Das Bayerische Landesamt für Steuern (BayLfSt) hat sich in diesem Zusammenhang zum Auskunftsersuchen an Auktions- und Handelshäuser im Internet geäußert (Schreiben des BayLfSt vom 07.06.2006, Aktenzeichen: S 0230 - 10 St 41 M) und darauf verweisen, dass der Online-Handel über Auktions- und Handelshäuser einen breiten Raum im elektronischen Handel (E-Commerce) einnimmt. Eine zunehmende Zahl von Verkäufern bietet regelmäßig Waren und Dienstleistungen über die Internet-Plattformen an und kann dadurch gewerblich/ unternehmerisch tätig werden.
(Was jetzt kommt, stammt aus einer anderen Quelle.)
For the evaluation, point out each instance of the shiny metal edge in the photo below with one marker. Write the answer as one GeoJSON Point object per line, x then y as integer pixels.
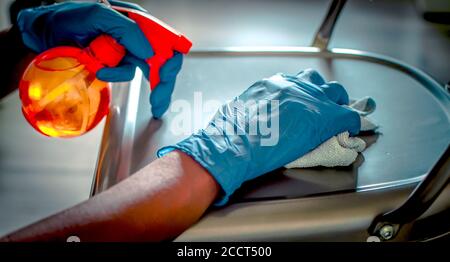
{"type": "Point", "coordinates": [126, 101]}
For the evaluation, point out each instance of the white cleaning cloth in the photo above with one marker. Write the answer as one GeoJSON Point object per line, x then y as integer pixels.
{"type": "Point", "coordinates": [340, 150]}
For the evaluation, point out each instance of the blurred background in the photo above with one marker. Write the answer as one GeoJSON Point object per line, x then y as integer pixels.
{"type": "Point", "coordinates": [39, 176]}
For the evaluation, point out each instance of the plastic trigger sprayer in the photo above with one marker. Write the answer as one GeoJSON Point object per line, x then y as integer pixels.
{"type": "Point", "coordinates": [61, 97]}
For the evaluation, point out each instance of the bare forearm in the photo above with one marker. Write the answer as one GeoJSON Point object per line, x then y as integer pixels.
{"type": "Point", "coordinates": [158, 202]}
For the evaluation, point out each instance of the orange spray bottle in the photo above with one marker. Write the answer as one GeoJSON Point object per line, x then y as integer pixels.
{"type": "Point", "coordinates": [61, 97]}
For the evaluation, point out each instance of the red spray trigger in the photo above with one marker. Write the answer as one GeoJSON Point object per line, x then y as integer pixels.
{"type": "Point", "coordinates": [163, 39]}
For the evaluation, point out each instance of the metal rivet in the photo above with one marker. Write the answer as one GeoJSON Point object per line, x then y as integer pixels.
{"type": "Point", "coordinates": [387, 232]}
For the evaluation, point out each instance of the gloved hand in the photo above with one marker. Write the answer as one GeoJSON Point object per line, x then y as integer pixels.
{"type": "Point", "coordinates": [78, 23]}
{"type": "Point", "coordinates": [308, 112]}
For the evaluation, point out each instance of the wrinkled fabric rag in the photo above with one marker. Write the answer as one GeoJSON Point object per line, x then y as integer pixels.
{"type": "Point", "coordinates": [340, 150]}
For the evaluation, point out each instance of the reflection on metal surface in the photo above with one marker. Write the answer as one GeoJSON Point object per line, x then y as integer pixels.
{"type": "Point", "coordinates": [396, 183]}
{"type": "Point", "coordinates": [115, 154]}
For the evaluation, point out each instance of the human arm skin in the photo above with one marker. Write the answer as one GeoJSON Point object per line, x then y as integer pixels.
{"type": "Point", "coordinates": [156, 203]}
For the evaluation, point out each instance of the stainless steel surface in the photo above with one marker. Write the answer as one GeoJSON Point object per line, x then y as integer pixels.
{"type": "Point", "coordinates": [323, 36]}
{"type": "Point", "coordinates": [406, 97]}
{"type": "Point", "coordinates": [40, 175]}
{"type": "Point", "coordinates": [37, 179]}
{"type": "Point", "coordinates": [339, 217]}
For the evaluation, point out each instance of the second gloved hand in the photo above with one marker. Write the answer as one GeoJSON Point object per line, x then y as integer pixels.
{"type": "Point", "coordinates": [300, 115]}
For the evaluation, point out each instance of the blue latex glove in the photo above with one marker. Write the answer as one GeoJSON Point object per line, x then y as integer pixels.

Diese Verkäufer sind, falls ein Gewerbe nicht angemeldet worden ist, mit dieser Tätigkeit vielfach steuerlich nicht erfasst. Liegen Steuererklärungen nicht vor oder werden die aus den Verkäufen erzielten Gewinne und Umsätze den Finanzbehörden in den Steuererklärungen nicht oder nicht vollständig angegeben, kommt es zu Steuerverkürzungen. Diesen ist durch entsprechende Sachverhaltsermittlungen entgegenzuwirken.

  • Einzelauskunftersuchen:
    Ergeben sich Hinweise zu einem steuerlich bedeutsamen Leistungsaustausch, können die Finanzämter den Telediensteanbieter als Dritten um Auskunft über den jeweiligen Nutzer ersuchen.
  • Sammelauskunftersuchen:
    Zur Sicherstellung des Gebots der Gleichmäßigkeit und Gesetzmäßigkeit der Besteuerung sind auch Sammelauskunftsersuchen an die Internet-Auktionshäuser möglich. Diese Sammelauskunftsersuchen gehören in den Aufgabenbereich der allgemeinen Steueraufsicht und werden insbesondere von den Steuerfahndungsstellen wahrgenommen.
    Konkrete Anhaltspunkte für ein Sammelauskunftsersuchen können sich auch im allgemeinen Besteuerungsverfahren ergeben, beispielsweise im Rahmen einer Internetrecherche.
    Besteht Ermittlungsbedarf in Gestalt eines Sammelauskunftsersuchens, ist gegebenenfalls mit der zuständigen Fahndungsstelle Verbindung aufzunehmen und das weitere Vorgehen abzustimmen.
  • Die Anbieter sind zur Auskunftserteilung verpflichtet.
    Die Erfüllung eines solchen Auskunftsersuchens ist auch zumutbar und erfüllbar, weil Internet-Auktionshäuser die personenbezogenen Daten ihrer Mitglieder speichern und die jeweiligen Angebote der Verkäufer aufbewahren dürfen. Somit sind ausreichende Unterlagen vorhanden.
  • Die Steuerfahndung kann auch ohne den Verdacht einer Steuerstraftat oder einer Steuerordnungswidrigkeit ermittelnd tätig werden, wenn dies der Aufklärung unbekannter Sachverhalte im Besteuerungsverfahren dient (Vorfeldermittlungen).